Ion energy and angular distributions in low-pressure capacitive oxygen RF discharges driven by tailored voltage waveforms

TL;DR

This study uses kinetic simulations and analytical models to analyze ion energy and angular distributions in low-pressure capacitive oxygen RF discharges, exploring control methods via tailored voltage waveforms.

Contribution

It provides detailed insights into ion distributions and control strategies in oxygen RF discharges using advanced simulation and analytical approaches.

Findings

Ion energy and angular distributions vary with waveform type.

Independent control of ion flux and energy is achievable.

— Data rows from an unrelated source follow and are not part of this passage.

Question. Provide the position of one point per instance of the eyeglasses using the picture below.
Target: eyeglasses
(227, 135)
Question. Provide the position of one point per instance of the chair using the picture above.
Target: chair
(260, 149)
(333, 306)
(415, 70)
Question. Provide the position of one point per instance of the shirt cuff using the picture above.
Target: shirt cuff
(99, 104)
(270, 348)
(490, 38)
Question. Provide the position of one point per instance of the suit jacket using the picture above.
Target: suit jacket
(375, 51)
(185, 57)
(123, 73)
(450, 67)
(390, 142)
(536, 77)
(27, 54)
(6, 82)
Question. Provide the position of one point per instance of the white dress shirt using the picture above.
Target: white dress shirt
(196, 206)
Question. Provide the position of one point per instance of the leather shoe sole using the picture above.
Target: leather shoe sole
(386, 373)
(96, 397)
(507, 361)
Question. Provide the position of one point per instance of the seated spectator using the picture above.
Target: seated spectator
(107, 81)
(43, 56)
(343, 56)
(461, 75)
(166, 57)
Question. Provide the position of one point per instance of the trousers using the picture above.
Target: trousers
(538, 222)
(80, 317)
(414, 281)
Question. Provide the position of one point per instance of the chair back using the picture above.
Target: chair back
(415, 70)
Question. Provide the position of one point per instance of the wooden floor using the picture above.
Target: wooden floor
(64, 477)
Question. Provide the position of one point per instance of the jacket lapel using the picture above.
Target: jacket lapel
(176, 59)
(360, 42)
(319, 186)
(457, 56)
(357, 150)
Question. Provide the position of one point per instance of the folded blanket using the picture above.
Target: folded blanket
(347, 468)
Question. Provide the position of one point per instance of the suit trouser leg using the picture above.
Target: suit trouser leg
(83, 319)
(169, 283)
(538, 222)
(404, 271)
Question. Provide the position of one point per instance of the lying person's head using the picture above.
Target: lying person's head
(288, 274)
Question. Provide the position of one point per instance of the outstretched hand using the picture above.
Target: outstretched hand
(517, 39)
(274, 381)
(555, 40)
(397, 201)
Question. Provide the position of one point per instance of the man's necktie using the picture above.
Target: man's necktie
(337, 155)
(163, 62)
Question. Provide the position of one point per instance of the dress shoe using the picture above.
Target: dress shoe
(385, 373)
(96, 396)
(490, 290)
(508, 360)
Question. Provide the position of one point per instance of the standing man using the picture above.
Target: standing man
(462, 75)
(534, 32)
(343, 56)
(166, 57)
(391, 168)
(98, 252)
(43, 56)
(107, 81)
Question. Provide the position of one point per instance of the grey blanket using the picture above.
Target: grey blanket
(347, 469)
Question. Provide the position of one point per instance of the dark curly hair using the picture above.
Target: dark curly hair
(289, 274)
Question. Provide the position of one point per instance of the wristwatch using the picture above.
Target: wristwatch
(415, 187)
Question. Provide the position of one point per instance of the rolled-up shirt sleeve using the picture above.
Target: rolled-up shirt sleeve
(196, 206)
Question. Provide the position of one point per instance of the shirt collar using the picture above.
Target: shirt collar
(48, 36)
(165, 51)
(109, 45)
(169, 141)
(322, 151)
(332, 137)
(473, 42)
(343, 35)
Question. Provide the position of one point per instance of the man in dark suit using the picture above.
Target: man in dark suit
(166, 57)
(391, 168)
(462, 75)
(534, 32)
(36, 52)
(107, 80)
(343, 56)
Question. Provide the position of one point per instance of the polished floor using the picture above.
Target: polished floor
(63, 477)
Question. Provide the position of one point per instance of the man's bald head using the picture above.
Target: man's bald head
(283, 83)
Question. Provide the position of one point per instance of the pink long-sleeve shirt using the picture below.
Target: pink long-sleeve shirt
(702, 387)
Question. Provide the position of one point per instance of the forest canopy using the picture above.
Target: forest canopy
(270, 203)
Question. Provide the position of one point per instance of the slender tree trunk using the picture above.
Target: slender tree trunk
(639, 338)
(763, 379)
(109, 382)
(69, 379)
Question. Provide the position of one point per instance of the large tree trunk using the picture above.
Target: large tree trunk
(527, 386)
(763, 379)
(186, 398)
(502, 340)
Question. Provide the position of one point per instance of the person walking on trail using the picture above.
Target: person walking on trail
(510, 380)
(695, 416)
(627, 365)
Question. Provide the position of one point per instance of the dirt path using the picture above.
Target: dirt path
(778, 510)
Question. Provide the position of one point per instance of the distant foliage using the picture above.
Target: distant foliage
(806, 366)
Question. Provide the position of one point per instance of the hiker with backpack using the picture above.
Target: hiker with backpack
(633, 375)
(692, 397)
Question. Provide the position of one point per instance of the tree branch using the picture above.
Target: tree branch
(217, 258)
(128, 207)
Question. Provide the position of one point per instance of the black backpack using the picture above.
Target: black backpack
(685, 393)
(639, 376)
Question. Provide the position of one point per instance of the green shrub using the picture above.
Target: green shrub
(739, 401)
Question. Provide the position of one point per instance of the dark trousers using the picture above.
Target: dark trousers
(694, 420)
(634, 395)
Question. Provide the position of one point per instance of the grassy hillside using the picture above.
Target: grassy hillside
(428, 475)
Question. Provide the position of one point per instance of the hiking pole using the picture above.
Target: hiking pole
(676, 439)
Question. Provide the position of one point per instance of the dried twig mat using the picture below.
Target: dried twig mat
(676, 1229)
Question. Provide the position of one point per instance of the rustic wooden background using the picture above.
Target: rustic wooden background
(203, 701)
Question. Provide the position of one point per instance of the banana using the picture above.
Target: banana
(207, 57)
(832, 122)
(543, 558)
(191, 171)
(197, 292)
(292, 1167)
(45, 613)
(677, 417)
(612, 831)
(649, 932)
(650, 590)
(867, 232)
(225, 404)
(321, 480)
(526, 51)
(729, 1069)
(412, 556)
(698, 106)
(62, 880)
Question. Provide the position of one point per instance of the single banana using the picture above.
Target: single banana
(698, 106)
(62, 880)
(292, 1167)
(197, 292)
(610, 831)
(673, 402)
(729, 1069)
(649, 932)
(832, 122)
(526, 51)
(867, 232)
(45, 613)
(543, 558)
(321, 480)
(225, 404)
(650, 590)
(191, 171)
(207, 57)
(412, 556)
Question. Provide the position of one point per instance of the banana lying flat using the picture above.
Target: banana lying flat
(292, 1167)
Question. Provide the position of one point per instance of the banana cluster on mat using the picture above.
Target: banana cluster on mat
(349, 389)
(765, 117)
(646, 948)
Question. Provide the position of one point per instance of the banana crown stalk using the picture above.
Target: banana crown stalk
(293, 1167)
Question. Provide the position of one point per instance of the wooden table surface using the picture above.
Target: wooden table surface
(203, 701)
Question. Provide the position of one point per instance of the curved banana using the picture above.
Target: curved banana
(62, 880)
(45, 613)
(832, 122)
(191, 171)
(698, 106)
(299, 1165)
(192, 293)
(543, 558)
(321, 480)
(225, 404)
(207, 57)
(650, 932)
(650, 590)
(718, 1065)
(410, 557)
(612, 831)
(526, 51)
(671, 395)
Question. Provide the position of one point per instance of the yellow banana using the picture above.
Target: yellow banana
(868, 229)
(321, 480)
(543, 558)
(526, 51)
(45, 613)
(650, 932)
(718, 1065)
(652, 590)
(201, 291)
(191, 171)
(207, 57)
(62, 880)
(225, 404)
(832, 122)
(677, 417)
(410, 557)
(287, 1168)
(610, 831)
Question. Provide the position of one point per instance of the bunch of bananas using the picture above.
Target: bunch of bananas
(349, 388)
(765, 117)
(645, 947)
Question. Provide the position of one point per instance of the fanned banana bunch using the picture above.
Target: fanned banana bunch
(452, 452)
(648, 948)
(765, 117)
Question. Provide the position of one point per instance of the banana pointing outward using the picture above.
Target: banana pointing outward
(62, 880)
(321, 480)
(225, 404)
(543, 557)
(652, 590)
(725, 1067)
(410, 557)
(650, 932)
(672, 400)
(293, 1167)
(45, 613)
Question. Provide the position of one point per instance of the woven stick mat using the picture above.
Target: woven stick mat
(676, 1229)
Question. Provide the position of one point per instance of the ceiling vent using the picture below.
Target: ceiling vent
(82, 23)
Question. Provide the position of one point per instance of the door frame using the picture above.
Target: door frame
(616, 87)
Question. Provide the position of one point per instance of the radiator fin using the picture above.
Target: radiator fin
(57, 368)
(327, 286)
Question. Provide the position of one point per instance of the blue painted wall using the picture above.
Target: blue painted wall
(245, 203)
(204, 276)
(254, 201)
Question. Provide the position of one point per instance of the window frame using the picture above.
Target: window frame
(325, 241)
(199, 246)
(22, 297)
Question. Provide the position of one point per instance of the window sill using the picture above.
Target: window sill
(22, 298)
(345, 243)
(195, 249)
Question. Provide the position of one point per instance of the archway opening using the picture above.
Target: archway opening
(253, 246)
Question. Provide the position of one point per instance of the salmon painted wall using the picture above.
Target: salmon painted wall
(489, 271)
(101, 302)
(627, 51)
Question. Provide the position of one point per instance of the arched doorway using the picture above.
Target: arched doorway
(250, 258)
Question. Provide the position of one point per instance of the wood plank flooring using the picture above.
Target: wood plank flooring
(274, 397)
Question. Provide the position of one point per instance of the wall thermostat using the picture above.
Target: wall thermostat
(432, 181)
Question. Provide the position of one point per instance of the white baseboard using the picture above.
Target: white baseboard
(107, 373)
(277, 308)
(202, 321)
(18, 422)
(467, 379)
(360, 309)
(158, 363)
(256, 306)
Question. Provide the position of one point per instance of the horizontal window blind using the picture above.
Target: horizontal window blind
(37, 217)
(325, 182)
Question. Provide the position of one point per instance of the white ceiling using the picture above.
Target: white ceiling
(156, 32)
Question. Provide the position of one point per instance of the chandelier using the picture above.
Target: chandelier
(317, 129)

Distributions depend on collisionality and waveform shape.

Abstract

We investigate the energy and angular distributions of the ions reaching the electrodes in low-pressure, capacitively coupled oxygen radio-frequency discharges. These distributions, as well as the possibilities of the independent control of the ion flux and the ion energy are analysed for different types of excitation: single- and classical dual-frequency, as well as valleys- and sawtooth-type waveforms. The studies are based on kinetic, particle-based simulations that reveal the physics of these discharges in great details. The conditions cover weakly collisional to highly collisional domains of ion transport via the electrode sheaths. Analytical models are also applied to understand the features of the energy and angular distribution functions.